What discussions do you want to have: what Michael’s OKRs should be, or what marketing problems need to be tackled? Do you start with your resources and then figure out what their OKRs should be? Or do you start with OKRs, and then figure out the resources that you need to achieve those OKRs. I suggest you do the latter.
Whilst going through this process, answer for each possible Objective why it is important and why it is urgent. This exercise will help you decide whether or not it should indeed be a priority for the upcoming quarter. The question ‘Why is it important?’ also encourages you to use actual data in your decisions.
Align with superiors before creating Key Results
When drafting OKRs, a significant amount of time will go into setting the right Key Results. You want to avoid putting in all this effort before having agreed with superiors that these are indeed the right Objectives for your team to focus on next quarter.
You often hear that (quarterly) OKRs should be set bottom-up. That statement certainly has its merit. As Steve Jobs famously said: “It doesn’t make sense to hire smart people and tell them what to do; you should hire smart people so they can tell you what to do.”
However, the fact that OKRs should come bottom-up shouldn’t be interpreted by teams as carte blanche to do whatever it wants. The company has a mission & vision and a strategy, and it’s up to the teams to deliver it. Aligning with superiors on the Objectives simply makes sure everyone is on the same page regarding how to implement and execute the strategy.
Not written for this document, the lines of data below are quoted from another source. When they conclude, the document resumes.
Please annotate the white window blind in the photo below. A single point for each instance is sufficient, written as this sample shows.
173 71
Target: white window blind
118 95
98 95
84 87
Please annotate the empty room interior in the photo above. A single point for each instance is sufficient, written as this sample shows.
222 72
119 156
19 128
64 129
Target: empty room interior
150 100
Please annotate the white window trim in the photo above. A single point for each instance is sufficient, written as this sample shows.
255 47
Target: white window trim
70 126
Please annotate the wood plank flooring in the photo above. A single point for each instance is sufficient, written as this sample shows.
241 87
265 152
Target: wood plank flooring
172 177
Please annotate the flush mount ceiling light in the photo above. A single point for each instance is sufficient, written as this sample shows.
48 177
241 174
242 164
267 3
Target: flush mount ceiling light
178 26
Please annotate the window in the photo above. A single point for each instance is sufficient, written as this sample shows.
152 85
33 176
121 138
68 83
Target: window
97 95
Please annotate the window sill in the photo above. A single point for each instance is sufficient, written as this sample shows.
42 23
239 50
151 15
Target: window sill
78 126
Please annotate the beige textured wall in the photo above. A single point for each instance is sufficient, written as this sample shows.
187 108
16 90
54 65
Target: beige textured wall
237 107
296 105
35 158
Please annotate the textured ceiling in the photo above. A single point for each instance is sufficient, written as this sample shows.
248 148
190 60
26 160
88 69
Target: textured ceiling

At the same time, executives (and especially the CEO) shouldn’t misuse the statement that bottom-up OKRs are preferred to completely disconnect themselves from the OKR program. They’ve set out the strategy and need to work closely with the teams to help them deliver it. If the team fails to deliver, it’s the executives who carry the end responsibility. In the end, the shareholders will replace the executive team—not the teams—if the organization fails to deliver.
When you have identified an important OKR for your team, you need someone to look after it. In other words: you need to make someone responsible.
As the team lead, you should not be responsible for all the OKRs of your team. You simply don’t have the time. Instead, you should delegate responsibility and act as a coach (ie, help your team members / direct reports achieve their goals).
In the Perdoo software, we call the person who is responsible for a goal, the lead. Only one person can lead a goal (the adage goes: “if multiple people are responsible, no one is”). The lead is like a project lead. He or she is responsible for identifying the right Initiatives to work on, making sure the Initiatives are completed on time, monitoring progress of the Key Results, and so on. He or she is also the main point of contact for the particular OKR.
Emphasize the importance of contributors
Even though there can only be one lead for an OKR, that doesn’t mean that the lead is the only person working on it. In most cases, the lead will need the help of several others to complete Initiatives that will (hopefully) drive progress for the OKR. The people that work on those Initiatives are the contributors.
I often see team leads want every team member to lead his or her own OKRs. This doesn’t promote collaboration and is often just a way to micromanage or track an employee (no wonder some people hate OKRs). Instead of making sure that every team member leads his or her own OKRs, make sure that every team member is contributing to an OKR.
Contributors are your most important asset. These are the people that actually put in all the work to achieve an OKR. What’s more important? That everyone leads an OKR, or that the OKR that you’ve identified will actually be achieved?